The problem with this approach is that while it's likely to be the cheapest in out-of-pocket cost, it's likely to be the most expensive in opportunity cost, because the same trips could be used to liquidate higher-denomination (and more profitable) PIN-enabled debit cards instead. This is the issue I've referred to in the past as "liquidation bandwidth."

If your local merchants don't throttle payments, that may not be an issue for you: you can liquidate these tiny-denomination cards side-by-side with higher-denomination cards. But if you're limited to 4 debit card swipes, or a single swipe, then you'll likely be better off swiping a higher-denomination, rather than lower-denomination, card.

Pay up

It's not nearly as sexy as loading up a Starbucks card or settling a decade's worth of car insurance payments, but there are also ways to simply pay to liquidate small-denomination debit cards. You can pay many kinds of bills online using Plastiq at a cost of 2.5% (61 cents on a $24.39 payment).

If you enroll using my personal referral link you also earn "Fee-free dollars" which allow you to make eligible bill payments without paying any fees at all — I get 400 fee-free dollars (16 $25 cards!) and you get 200 fee-free dollars (8 $25 cards!).

Plastiq has one key advantage over other bill payment services for liquidating these tiny-denomination cards: it doesn't have a minimum fee. When liquidating high-denomination cards the objective is to have a low, flat fee.
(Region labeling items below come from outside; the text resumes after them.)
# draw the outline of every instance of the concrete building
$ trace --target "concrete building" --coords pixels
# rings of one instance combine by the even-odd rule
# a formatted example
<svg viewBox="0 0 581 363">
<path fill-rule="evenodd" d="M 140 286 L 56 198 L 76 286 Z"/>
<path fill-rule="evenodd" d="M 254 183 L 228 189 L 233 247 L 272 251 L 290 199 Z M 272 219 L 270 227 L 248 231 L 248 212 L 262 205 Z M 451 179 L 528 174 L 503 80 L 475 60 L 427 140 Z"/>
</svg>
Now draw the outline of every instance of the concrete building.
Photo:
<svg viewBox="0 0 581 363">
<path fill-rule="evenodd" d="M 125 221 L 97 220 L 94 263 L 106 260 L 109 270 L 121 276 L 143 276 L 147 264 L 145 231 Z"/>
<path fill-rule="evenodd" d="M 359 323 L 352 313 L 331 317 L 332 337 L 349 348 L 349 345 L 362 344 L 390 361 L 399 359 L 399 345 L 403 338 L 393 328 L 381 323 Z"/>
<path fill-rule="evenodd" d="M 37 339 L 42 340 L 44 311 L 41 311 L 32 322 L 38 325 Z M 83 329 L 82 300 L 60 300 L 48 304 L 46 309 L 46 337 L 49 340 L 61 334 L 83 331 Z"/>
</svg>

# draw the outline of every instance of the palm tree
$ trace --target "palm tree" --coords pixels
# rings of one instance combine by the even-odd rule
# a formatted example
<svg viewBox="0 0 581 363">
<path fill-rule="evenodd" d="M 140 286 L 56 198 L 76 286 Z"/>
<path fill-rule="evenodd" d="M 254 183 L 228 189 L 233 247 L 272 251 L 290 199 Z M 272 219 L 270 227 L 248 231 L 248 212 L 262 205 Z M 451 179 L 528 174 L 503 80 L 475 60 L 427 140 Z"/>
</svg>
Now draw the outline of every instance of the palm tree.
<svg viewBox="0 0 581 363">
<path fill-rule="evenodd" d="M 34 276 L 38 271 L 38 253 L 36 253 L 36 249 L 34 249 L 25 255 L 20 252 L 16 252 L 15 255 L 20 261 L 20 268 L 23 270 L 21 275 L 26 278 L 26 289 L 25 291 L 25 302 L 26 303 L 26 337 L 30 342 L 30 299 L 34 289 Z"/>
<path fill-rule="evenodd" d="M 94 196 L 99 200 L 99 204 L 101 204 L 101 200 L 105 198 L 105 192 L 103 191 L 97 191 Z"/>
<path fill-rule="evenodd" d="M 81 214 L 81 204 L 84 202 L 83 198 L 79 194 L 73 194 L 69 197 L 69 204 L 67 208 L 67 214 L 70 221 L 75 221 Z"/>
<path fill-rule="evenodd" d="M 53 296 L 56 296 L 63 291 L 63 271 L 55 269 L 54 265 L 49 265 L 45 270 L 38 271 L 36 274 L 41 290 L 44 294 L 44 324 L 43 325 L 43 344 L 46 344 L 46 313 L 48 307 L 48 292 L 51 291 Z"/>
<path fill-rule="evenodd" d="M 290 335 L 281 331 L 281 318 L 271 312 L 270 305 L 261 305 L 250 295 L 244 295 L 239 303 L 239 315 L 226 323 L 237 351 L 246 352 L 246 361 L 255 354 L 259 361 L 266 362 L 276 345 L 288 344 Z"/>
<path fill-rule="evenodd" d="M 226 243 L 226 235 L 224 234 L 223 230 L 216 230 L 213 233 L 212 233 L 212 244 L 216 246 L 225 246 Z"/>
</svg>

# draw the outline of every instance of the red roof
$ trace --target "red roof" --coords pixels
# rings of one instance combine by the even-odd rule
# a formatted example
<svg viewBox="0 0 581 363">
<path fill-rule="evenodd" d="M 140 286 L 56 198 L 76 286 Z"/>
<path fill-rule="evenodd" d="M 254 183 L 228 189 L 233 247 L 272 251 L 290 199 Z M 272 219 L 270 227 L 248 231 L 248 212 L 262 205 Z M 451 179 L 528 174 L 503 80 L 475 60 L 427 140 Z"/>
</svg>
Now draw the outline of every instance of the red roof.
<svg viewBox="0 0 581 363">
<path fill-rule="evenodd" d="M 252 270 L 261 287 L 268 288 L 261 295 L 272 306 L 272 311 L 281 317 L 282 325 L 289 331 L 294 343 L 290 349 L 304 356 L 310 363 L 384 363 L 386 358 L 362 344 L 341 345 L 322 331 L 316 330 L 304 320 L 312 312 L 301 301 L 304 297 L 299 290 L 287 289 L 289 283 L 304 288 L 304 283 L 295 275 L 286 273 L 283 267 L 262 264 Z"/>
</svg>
That's one reason online quarterly tax payments are popular — at least among self-employed bloggers who have to make online quarterly tax payments anyway!

On the other hand, when liquidating low- or tiny-denomination cards, it's much preferable to have a fixed percentage fee no matter how high it is.

Conclusion

The good news is that 5% Back gift cards are capable of producing almost pure profit, no matter how much you have to pay to liquidate their residual balances.

The bad news is that once you have a stack of cards with residual balances, you really should put in a little bit of time to figure out the cheapest, most efficient way of liquidating those balances back to cold hard cash.